Actor Sheryl Lee Ralph is especially good as a seasoned kindergarten teacher, referring to herself on camera at various moments as “Barbara Howard, woman of God” and “a proud Christian woman,” etc. Nick and even Noah, who worked the kids’ school outreach program when he was still a police officer, have both attested to knowing teachers just like her.
Perhaps what I enjoy most (aside from the jokes) is the generous position the show takes toward everyone: the upstarts who want to change everything and make the world a better place, the teachers who live it day-in-day-out and are cynical yet effective, and especially the kids and their families. There are a lot of jokes, but nobody is the joke.
Anyway, what are you watching?
Honorable mention to the excellent The Good Place, a show I’ve watched twice but to me doesn’t lend itself to background viewing. The Good Place started off a little weird but evolved into a fantastic, accessible form of Theater of the Absurd that real human beings would actually like: easily swinging between wackiness and profundity, ending in silence but not despair. Oh, life, you crazy butthole!
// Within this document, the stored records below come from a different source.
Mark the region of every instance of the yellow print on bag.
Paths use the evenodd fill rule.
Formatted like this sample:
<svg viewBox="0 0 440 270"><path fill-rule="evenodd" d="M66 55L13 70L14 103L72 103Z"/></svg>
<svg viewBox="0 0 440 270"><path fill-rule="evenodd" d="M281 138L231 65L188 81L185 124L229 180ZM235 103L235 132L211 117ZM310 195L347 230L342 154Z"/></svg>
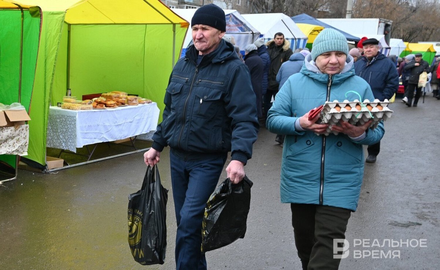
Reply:
<svg viewBox="0 0 440 270"><path fill-rule="evenodd" d="M140 241L142 229L142 212L137 210L134 212L132 209L128 210L128 244L130 246L134 246ZM140 255L139 252L139 256Z"/></svg>

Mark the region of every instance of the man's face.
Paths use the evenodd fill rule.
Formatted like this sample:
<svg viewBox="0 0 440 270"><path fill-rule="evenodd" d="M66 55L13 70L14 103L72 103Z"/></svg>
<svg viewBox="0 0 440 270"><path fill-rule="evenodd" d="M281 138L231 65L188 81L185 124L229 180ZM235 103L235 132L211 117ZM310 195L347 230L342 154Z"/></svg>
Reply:
<svg viewBox="0 0 440 270"><path fill-rule="evenodd" d="M378 55L379 46L374 44L368 44L363 46L363 55L367 58L371 58Z"/></svg>
<svg viewBox="0 0 440 270"><path fill-rule="evenodd" d="M204 24L194 25L192 29L194 46L201 55L215 50L225 34L224 32Z"/></svg>
<svg viewBox="0 0 440 270"><path fill-rule="evenodd" d="M284 37L283 36L275 36L275 45L281 46L284 42Z"/></svg>
<svg viewBox="0 0 440 270"><path fill-rule="evenodd" d="M345 66L347 55L342 52L328 52L316 57L316 67L324 74L338 74Z"/></svg>

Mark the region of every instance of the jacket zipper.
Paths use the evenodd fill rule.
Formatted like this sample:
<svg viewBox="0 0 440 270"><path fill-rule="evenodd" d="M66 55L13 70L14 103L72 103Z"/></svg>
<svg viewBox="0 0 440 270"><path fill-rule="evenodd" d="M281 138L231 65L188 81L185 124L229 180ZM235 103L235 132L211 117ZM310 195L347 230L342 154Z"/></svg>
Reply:
<svg viewBox="0 0 440 270"><path fill-rule="evenodd" d="M330 100L331 77L331 74L329 75L329 80L327 83L327 96L326 100L327 101L330 101ZM324 161L326 152L326 137L324 135L321 136L323 136L323 146L321 149L321 183L319 185L319 204L322 205L323 201L323 193L324 191Z"/></svg>
<svg viewBox="0 0 440 270"><path fill-rule="evenodd" d="M193 76L192 80L191 81L191 86L190 87L190 91L188 92L188 96L185 100L185 104L183 105L183 111L182 114L182 128L180 129L180 132L179 133L179 137L177 137L177 146L181 149L180 145L180 137L182 137L182 133L183 132L183 129L185 129L185 116L187 115L187 109L188 105L188 101L189 100L190 96L191 96L191 92L192 91L193 86L194 86L194 82L195 81L195 77L197 76L198 72L198 66L195 66L195 71Z"/></svg>
<svg viewBox="0 0 440 270"><path fill-rule="evenodd" d="M293 117L297 117L297 113L293 114ZM295 142L297 142L297 135L295 135Z"/></svg>
<svg viewBox="0 0 440 270"><path fill-rule="evenodd" d="M204 82L209 82L209 83L213 83L214 84L216 84L216 85L222 85L222 84L223 84L223 81L209 81L208 80L198 80L197 81L197 83L198 84L198 83L201 82L202 81L204 81Z"/></svg>
<svg viewBox="0 0 440 270"><path fill-rule="evenodd" d="M179 78L179 79L182 79L182 80L185 80L185 81L187 81L187 82L188 80L190 79L189 78L186 78L185 77L181 77L181 76L177 76L177 75L173 75L172 76L171 76L171 78Z"/></svg>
I'd seen Abbott Elementary in my suggestions on... Hulu, maybe? But the other is totally new to me, so thanks for both! I've frequently got on The Office, Frasier (still so good, darn it), or (yes, I'm old) Taxi. I also really liked Superstore (the last season has some eye-rolly social justice nuttiness in a couple eps, but not egregious). I would concur that The Good Place isn't necessarily background fodder, but I love it so much. Grand Crew, on the other hand, is a perfect background show -- particularly if you liked Cougar Town. (I do a lot of computer work at times that doesn't require the language-processing part of my brain, so I frequently have something going at low volume to keep me company... I blame my latchkey-kid homework routine.)
Edit: Another surprisingly still-great treasure is Barney Miller (if you can find it).
Check out Resident Alien, now showing on SYFY. Alan Tudyk plays an alien stranded on Earth who has to try and fit in as a human being. Tudyk is just wonderful as the alien and the rest of the cast is great as well.
If you like absurdist humor, this is a show for you, although it's a full hour show.